Zuppa Toscana
vegan Italian style sausage, cut into rounds or bite sized chunks
1 teaspoon crushed red pepper
1/2 onion diced
1/2 tablespoon minced garlic
2 cans vegetable broth
3 potatoes diced (I use russet)
1/2 cup vegan creamer or half and half/soy milk
2 cups kale, chopped
1 tablespoon canola oil
Saute onion, garlic and red pepper in oil over medium heat until onion is translucent.
Add broth and bring to a boil over high heat. Add potatoes and boil until fork tender.
Reduce heat to medium and add half and half and sausage and kale and cook until heated through.
I usually make this using tofurkey Italian style sausage and dairy half and half, but am sure vegan substitutes will work fine.
Great with a green salad and some crusty bread, or as a meal on its own!
This is a vegetarianized version of Olive Garden's a sausage and potato soup.
SO HOW'D IT GO?
YUM!
This was good. I think it could use some other spices. Fennel seed would be great in this. And salt and pepper should def. be n the ingredients list. Everyone liked it, and I'll probably make it again. Thanks for posting.
So delicious! I made a double batch and have been living off it for days. I didn't have soy creamer so I used soy milk and I added Bragg's aminos and nutritional yeast to the broth for added flavor.

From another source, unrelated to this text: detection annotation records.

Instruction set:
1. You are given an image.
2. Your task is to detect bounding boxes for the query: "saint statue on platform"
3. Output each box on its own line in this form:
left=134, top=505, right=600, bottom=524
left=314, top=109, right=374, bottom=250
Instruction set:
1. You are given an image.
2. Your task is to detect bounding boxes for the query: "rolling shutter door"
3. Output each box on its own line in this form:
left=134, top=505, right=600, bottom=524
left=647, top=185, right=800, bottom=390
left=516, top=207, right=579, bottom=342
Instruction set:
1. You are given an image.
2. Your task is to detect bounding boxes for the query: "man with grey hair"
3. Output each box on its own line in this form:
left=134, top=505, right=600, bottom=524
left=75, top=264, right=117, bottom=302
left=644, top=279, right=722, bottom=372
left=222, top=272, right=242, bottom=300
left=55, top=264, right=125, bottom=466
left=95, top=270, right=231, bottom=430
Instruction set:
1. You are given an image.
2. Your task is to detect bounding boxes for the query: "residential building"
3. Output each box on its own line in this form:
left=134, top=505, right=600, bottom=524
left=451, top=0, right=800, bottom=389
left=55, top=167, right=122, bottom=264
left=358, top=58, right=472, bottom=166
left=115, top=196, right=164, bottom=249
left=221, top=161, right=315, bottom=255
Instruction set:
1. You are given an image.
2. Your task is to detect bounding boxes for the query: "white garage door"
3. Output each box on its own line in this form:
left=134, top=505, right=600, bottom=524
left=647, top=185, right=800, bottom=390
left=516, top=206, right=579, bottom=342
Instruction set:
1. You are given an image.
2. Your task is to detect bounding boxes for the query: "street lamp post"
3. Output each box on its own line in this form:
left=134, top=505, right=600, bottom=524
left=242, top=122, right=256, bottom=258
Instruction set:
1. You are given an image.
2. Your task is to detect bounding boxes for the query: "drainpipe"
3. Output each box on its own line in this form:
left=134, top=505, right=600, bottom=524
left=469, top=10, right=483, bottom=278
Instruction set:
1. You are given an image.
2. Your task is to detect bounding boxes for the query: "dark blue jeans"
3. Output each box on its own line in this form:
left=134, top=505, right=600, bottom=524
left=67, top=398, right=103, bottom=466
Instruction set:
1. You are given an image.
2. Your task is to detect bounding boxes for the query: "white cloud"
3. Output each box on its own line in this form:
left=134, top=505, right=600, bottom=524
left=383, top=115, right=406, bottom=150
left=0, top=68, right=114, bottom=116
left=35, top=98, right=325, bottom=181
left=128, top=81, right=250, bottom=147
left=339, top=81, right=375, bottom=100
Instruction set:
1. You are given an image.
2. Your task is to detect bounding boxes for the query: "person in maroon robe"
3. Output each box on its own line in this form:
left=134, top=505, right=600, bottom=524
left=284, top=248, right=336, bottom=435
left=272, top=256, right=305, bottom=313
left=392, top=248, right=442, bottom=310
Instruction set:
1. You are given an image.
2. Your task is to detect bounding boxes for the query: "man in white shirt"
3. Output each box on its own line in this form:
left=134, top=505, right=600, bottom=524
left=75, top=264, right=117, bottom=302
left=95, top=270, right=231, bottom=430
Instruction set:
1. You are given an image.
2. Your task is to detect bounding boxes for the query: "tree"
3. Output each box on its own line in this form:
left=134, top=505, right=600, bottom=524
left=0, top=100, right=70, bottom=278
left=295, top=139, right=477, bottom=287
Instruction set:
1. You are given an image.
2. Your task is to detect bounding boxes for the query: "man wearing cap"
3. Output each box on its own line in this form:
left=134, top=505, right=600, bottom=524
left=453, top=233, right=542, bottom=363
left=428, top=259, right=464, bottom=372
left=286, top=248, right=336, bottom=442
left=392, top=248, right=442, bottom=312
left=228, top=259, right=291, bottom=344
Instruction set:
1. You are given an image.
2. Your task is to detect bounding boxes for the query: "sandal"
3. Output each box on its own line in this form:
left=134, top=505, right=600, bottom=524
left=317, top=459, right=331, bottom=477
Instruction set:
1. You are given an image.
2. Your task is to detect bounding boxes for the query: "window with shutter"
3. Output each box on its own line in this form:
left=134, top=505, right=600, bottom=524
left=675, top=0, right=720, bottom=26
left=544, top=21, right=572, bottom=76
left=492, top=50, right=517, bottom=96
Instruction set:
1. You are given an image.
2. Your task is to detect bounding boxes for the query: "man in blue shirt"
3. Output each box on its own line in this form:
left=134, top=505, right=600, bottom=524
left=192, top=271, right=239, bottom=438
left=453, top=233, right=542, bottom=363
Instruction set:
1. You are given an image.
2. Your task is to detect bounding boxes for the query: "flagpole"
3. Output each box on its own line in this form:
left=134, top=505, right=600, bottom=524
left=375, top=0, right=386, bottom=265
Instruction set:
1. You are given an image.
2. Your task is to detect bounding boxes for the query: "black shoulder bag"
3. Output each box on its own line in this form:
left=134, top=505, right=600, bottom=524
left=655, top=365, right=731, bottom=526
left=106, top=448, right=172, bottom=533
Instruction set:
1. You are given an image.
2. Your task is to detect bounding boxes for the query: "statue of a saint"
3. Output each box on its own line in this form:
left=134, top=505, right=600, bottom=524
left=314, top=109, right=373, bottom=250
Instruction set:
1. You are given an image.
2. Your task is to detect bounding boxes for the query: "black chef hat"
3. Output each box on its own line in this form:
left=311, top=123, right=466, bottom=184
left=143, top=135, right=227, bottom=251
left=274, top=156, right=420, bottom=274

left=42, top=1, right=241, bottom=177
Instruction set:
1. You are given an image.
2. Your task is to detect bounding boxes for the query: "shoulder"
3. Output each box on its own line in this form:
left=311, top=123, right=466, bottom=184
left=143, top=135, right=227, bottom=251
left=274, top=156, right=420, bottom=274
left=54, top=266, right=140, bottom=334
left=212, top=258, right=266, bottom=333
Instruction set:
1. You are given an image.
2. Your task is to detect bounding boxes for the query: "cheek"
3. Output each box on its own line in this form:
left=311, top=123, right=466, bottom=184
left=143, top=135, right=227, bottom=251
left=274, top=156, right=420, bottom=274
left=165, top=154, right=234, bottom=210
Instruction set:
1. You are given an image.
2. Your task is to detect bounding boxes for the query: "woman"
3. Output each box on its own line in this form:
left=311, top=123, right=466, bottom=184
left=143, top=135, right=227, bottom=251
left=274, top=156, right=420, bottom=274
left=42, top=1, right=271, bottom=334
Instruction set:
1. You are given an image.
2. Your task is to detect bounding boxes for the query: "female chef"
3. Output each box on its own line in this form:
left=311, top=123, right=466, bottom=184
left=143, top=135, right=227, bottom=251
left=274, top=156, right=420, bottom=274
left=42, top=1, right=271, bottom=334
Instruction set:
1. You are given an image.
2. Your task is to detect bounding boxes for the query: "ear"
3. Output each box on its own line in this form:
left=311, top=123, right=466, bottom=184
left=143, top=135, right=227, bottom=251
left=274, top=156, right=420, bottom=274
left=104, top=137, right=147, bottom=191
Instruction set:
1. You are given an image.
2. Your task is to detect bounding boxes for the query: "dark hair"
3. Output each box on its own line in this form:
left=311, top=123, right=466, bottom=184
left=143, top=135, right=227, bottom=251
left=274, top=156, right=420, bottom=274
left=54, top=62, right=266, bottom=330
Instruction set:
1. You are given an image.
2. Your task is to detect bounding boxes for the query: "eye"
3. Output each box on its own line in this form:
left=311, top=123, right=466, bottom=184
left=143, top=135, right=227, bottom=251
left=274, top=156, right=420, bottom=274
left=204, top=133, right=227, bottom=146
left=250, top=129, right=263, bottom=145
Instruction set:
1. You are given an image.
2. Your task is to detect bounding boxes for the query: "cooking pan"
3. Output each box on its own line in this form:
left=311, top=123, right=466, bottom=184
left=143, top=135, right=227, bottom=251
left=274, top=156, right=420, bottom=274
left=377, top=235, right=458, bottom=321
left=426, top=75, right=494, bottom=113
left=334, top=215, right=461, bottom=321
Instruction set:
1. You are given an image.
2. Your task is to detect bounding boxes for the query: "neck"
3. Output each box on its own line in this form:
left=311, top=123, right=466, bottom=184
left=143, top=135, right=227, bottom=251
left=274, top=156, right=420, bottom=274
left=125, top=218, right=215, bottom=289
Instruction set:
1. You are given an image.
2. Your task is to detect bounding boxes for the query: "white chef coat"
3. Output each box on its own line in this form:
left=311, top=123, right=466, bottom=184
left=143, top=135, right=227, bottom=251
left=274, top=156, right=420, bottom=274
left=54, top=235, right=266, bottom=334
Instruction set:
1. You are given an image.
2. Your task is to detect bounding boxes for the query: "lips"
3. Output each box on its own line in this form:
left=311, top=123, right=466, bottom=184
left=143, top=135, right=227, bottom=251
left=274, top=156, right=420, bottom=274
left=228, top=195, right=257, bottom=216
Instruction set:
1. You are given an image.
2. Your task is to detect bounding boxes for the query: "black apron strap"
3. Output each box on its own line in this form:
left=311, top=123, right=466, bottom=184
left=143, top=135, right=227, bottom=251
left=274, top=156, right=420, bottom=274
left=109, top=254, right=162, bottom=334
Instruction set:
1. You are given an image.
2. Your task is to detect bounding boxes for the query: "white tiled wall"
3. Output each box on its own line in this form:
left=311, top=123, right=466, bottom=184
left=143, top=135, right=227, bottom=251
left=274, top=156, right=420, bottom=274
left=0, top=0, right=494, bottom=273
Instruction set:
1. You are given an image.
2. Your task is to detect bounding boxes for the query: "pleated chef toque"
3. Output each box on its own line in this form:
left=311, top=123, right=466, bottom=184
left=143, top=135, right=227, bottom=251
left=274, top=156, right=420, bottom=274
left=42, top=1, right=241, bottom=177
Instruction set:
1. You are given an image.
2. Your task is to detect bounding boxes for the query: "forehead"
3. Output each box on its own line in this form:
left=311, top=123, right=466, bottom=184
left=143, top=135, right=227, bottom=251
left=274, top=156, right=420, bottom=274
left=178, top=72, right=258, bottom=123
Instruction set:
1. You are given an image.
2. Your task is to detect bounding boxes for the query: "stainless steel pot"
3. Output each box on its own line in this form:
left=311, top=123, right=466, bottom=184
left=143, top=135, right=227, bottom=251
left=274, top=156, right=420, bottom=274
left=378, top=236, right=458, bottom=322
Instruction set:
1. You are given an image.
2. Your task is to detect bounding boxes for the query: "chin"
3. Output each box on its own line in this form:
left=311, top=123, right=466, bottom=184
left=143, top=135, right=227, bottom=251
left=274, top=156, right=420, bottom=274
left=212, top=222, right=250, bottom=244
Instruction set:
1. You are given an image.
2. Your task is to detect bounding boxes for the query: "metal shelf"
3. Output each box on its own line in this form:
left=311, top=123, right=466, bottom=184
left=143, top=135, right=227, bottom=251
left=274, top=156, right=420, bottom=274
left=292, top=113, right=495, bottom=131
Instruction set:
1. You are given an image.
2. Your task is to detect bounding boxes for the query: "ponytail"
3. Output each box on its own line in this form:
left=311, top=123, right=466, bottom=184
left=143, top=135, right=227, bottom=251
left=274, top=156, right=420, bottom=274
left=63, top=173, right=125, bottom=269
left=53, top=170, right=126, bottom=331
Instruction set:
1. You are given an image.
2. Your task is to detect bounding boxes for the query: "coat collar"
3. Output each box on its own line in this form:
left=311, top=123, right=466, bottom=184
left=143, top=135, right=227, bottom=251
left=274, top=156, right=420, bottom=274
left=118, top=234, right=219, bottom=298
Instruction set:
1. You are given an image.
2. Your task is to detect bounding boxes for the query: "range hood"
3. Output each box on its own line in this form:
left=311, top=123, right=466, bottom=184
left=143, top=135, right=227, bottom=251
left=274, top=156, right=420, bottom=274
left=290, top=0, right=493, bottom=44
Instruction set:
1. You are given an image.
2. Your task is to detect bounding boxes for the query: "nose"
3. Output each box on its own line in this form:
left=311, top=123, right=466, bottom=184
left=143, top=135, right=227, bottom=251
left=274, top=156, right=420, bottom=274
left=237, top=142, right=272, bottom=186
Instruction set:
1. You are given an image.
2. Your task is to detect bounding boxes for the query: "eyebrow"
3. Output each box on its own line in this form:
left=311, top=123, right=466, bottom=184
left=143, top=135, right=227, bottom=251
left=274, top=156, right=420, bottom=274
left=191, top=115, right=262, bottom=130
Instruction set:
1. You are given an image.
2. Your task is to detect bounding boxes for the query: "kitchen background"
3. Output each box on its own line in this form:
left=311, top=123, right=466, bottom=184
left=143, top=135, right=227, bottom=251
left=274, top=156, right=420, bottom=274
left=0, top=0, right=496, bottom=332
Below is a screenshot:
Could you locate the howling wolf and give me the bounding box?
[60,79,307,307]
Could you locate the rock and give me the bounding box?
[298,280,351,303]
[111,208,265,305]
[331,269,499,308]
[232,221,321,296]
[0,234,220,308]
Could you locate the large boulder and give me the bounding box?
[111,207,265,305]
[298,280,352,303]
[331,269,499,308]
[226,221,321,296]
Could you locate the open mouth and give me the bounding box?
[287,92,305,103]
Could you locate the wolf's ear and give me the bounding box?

WOW! This looks delicious, I'm adding it to my favs list. Will let you know how I succeeded!
I think this will be my special little dish.
Finally got around to making this and it is delish. I added extra garlic and a whole cup of silk creamer. I accidentally poured in too much red pepper flakes, so mine is super spicy :D. I didn't use canned broth...I made my own and guessed 4 cups to be the right amount. This will be a nice starter for dinner this evening.
Wow! I have thought every now and again that I should try to make a vegan version of this soup. I used to love the one at the dreaded Olive Garden...I want to try this version!